The Story Behind the Name
Paper Plate Studio
My masterpiece dangled and danced around my wrist as I skipped down the sidewalk of the brownstone apartment complex to Aunt Ev's building.
The crotchety front door resisted my tug. Its glass glared at me as if to say, "Kindergartners are not welcome."
I knew better. Aunt Ev loved me and I was a kindergartner.
A retired kindergartner teacher, my great-aunt poured her repertoire of short stories and jingles into my ears every time she visited us, which was often on weekends. Before she could settle her things in the guest room, I would tug her hand and clamor, "Tell me a story. Tell me a story.

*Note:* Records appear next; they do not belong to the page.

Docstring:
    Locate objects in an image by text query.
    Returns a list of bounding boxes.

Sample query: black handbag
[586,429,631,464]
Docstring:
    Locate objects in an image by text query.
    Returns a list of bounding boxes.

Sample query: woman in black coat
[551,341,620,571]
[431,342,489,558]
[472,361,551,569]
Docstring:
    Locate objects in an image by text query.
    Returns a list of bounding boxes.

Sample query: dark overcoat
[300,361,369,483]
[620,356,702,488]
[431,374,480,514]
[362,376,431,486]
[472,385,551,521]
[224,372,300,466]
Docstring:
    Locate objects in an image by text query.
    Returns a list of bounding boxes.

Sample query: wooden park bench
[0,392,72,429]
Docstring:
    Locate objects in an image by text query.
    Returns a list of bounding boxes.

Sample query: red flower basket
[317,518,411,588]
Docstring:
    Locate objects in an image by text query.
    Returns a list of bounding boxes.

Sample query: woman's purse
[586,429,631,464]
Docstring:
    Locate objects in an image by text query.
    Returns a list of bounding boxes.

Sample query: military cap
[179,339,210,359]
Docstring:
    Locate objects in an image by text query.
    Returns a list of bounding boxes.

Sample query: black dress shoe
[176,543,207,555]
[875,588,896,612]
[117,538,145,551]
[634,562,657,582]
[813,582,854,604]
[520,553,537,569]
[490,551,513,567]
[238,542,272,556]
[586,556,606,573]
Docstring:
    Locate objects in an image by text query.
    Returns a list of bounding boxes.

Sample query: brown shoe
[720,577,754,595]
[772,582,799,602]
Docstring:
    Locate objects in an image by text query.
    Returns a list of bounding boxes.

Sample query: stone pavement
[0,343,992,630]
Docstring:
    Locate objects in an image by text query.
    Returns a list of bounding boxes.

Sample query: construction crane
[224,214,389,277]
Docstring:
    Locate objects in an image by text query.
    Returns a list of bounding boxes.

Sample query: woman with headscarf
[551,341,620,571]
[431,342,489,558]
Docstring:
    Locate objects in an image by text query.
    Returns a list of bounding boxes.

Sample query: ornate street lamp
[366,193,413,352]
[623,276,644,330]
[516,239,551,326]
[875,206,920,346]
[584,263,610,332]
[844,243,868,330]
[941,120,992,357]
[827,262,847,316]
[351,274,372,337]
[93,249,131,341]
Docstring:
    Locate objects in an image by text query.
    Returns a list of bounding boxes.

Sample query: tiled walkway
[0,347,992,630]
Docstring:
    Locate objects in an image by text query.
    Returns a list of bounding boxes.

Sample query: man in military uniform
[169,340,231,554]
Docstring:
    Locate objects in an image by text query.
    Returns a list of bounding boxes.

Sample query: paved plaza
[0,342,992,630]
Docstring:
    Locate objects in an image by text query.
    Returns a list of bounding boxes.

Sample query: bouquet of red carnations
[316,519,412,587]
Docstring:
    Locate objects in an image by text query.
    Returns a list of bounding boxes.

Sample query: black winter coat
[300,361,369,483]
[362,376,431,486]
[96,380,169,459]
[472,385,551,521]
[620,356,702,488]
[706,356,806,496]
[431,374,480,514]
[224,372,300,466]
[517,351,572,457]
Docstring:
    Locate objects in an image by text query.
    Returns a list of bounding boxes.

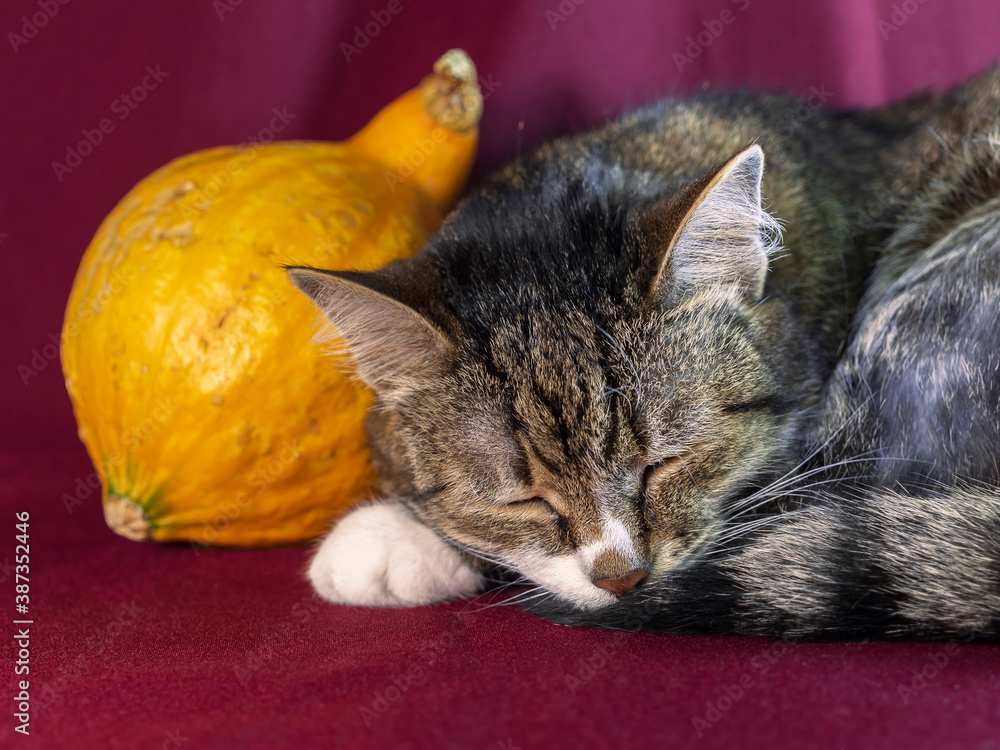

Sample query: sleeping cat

Please? " Once upon a time she told them year after year to a new class of kindergartners.
She would laugh while I pulled her downstairs to the maroon kidney couch in the living room. We snuggled together. Her wrinkled hand, rich with rings, covered my little one. I curled my feet under me.
On this Saturday, it was our turn to visit her. My kindred spirit was two flights up and the old door was in my way. With a harder pull, I won the tug-of-war and pranced into the foyer, then punched the buzzer on her mail box.
With a click of the lock, the inside door responded, "Come in. Come in. She waits for you."
I bounded upstairs. There she was, in the doorway, curtained at the waist with a lacy white apron. The drop leaf-table behind her spread its wings in the middle of the living room. Crackers and glasses of V-8 Juice sat on the coffee table in front of the couch to the right of the door.
The paper plate smothered in a tangle of purple, orange, and black scribbles slipped off my wrist and fell to the floor.
She leaned down and picked it up, "What is this?"
"That's for you, Aunt Ev."
"For me? Oh, Tracy, how beautiful. I will hang it so I see it everyday.”
i followed her through the living room, past the tray of glass cups of custard that cooled on top of an old bureau in front of the kitchen window. Wind sneaked through a crack just wide enough for the song of the sparrow to follow.
"There," she said and stepped back to survey her new piece of art. "Right on the refrigerator where I can see it from the couch."
In the next seven years, I moved beyond kindergarten abstracts into still life and landscape oil paintings. Aunt Ev paid for my lessons. My first plein-air oil painting of a covered bridge hung over her bed.
We still went to Aunt Ev's for dinner, though not as often. The crotchety door never stopped grumbling. V-8 and custard always bookended the meal. The wings of the drop leaf table spanned the breadth of the living room, and the bird's serenade tirelessly slipped under the window.
My first painting remained in its place of honor until, yellowed and droopy, it disappeared. Now 12, an age when paper plate art and short stories were not cool, I assumed—with relief—she had thrown it away.
On one of our visits she said, "Tracy, I still have your first painting.”
I groaned, “No! You do?”
She stooped and tugged the bottom drawer of the old bureau where the custards cooled. It groaned, but opened wide enough for her hand to grope through her archive of treasures. With a slight twist of the wrist, the art emerged. Age had licked away the waxy vibrance. With a curator's reverence, she fingered its tattered edges.
I rolled my eyes. Whatever did she see in that kindergarten mess?
Now, years closer to the age of one’s great-aunt, I see clearly what she saw.
A child's joy revels in creating not the creation
That is the magic of making art
for anyone with a kindergartner's heart.